InsightCloudSec Release Notes / Apr 16, 2024

Apr 16, 202424.4.16

Release Summary

InsightCloudSec is pleased to announce Release 24.4.16. This release includes two new Kubernetes Insights and improved Container Vulnerability Assessment error reporting.

Details for self-hosted customers
  • Release Availability - Thursday, Apr 18, 2024
  • The latest Terraform template (static files and modules) can be found here. Modules can be updated with the terraform get -update command.
  • Amazon Elastic Container Repository (ECR) Image Tags - The Amazon Web Services (AWS) Elastic Container Repository (ECR) build images for this version of InsightCloudSec can be obtained using the following tags (all versions can be found here):
  • latest
  • 24.4.16
  • 24.4.16.fe37005a2
  • ECR Build ID - fe37005a2a963c827313465982861bd7595ae59b

New

  • Two new Insights have been added:
    • Ensure that Ingress-nginx path type is configured with secure options - Ingress-nginx path sanitization can be bypassed with log_format directive.
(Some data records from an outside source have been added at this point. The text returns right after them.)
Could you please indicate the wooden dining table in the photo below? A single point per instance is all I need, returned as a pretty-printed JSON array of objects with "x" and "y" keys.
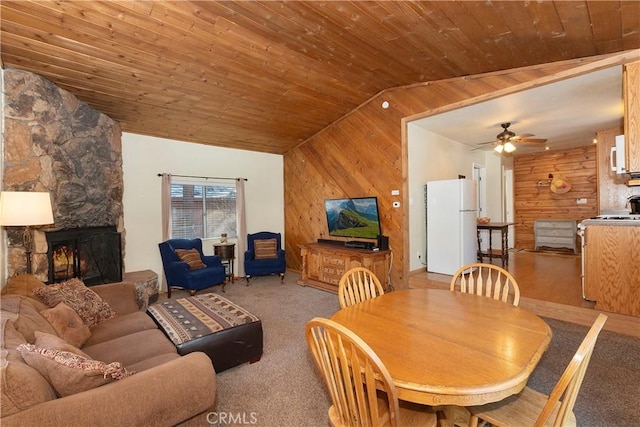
[{"x": 450, "y": 348}]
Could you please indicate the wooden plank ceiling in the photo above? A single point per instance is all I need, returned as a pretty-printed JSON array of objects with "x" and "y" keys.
[{"x": 266, "y": 76}]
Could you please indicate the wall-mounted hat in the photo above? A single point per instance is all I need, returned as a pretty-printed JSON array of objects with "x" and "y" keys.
[{"x": 559, "y": 186}]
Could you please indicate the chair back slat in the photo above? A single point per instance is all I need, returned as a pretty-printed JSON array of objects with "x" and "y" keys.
[
  {"x": 569, "y": 384},
  {"x": 353, "y": 374},
  {"x": 357, "y": 285},
  {"x": 486, "y": 280}
]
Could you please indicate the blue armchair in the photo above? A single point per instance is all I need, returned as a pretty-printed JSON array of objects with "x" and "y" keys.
[
  {"x": 178, "y": 273},
  {"x": 264, "y": 255}
]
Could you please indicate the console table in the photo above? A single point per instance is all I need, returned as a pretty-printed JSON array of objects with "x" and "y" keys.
[
  {"x": 503, "y": 253},
  {"x": 556, "y": 233},
  {"x": 227, "y": 254},
  {"x": 323, "y": 265}
]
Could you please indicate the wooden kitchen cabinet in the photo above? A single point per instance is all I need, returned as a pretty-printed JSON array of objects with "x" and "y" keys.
[
  {"x": 631, "y": 83},
  {"x": 612, "y": 267},
  {"x": 323, "y": 265}
]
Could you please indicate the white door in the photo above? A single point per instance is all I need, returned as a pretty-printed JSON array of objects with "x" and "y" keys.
[{"x": 509, "y": 205}]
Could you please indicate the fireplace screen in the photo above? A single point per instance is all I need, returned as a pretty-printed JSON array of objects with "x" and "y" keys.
[{"x": 92, "y": 254}]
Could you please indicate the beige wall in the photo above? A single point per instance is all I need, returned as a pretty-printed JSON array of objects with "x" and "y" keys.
[{"x": 144, "y": 157}]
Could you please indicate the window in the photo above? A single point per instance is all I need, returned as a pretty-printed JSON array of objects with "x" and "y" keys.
[{"x": 203, "y": 210}]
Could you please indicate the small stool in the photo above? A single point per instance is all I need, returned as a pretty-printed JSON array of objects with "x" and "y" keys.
[{"x": 209, "y": 323}]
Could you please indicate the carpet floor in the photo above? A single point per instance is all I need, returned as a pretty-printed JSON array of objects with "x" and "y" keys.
[{"x": 284, "y": 388}]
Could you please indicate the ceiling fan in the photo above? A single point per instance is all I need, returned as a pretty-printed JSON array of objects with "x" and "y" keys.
[{"x": 505, "y": 140}]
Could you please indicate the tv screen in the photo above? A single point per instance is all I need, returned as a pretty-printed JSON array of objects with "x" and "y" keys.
[{"x": 357, "y": 217}]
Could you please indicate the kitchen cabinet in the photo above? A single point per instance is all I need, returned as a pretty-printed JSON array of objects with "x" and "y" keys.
[
  {"x": 631, "y": 83},
  {"x": 323, "y": 265},
  {"x": 612, "y": 266}
]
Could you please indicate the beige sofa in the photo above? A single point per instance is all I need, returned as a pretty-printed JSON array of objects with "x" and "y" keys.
[{"x": 166, "y": 389}]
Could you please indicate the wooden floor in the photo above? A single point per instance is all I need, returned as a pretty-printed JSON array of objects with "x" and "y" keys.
[{"x": 550, "y": 286}]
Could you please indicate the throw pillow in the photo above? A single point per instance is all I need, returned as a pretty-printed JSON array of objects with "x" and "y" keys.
[
  {"x": 265, "y": 248},
  {"x": 53, "y": 342},
  {"x": 88, "y": 304},
  {"x": 22, "y": 284},
  {"x": 69, "y": 326},
  {"x": 70, "y": 373},
  {"x": 191, "y": 257}
]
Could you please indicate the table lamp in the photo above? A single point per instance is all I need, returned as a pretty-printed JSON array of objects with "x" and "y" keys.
[{"x": 24, "y": 209}]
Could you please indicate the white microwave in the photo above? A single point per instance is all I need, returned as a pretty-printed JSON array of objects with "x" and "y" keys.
[{"x": 617, "y": 159}]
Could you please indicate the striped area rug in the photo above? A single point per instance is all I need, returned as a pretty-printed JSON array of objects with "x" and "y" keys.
[{"x": 185, "y": 319}]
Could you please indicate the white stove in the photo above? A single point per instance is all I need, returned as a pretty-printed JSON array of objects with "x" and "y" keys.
[{"x": 618, "y": 217}]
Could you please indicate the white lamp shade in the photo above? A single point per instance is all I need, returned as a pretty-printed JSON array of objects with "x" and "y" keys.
[
  {"x": 19, "y": 208},
  {"x": 509, "y": 147}
]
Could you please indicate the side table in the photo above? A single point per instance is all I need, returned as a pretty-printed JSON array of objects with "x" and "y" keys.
[
  {"x": 503, "y": 254},
  {"x": 227, "y": 254}
]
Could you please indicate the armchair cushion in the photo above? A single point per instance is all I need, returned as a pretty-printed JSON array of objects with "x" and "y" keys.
[
  {"x": 266, "y": 249},
  {"x": 179, "y": 274},
  {"x": 191, "y": 257},
  {"x": 258, "y": 259}
]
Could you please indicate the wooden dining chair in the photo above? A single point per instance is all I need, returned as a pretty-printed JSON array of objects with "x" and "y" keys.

When pathType is configured as Exact or Prefix, there is more strict validation, allowing only paths starting with "/" and containing only alphanumeric characters and "-", "_" and additional "/". When this option is enabled, the validation happens in the Admission Webhook, denying creation of any Ingress containing invalid characters, these security configuration aren't being applied if pathType is ImplementationSpecific.
    • Enforce Restrictions On The Contents Of Ingress-nginx Annotation Fields - As per CVE-2023-5043 and CVE-2023-5044 - Ingress nginx annotation injection causes arbitrary command execution.

Improved

  • Improved Container Vulnerability Assessment (CVA) error messages for failures that occur when the image is too large. Improves CVA error messages when ICS attempts and fails to scan images from each of multiple locations.
  • Updated our guidance for the minimum Terraform version required to deploy InsightCloudSec.

Fixed

  • Fixed issue of missing gatekeeper constraints in Kubernetes scan report.
  • Resolved an issue with the get_data_collection_value Jinja2 templating method .
  • Fixed issue where AWS Lambda functions would appear as public when their policies allowed public access via their URL even when they didn't have any URL configuration.
  • Fixed the Database Cluster Activity Stream Status to show Stopped” and Stopping' statuses in line with the AWS console.
  • Fixed an issue where the Insight Timeseries job ran too close to midnight, erroneously recording results for the next day, resulting in gaps for the Insight History.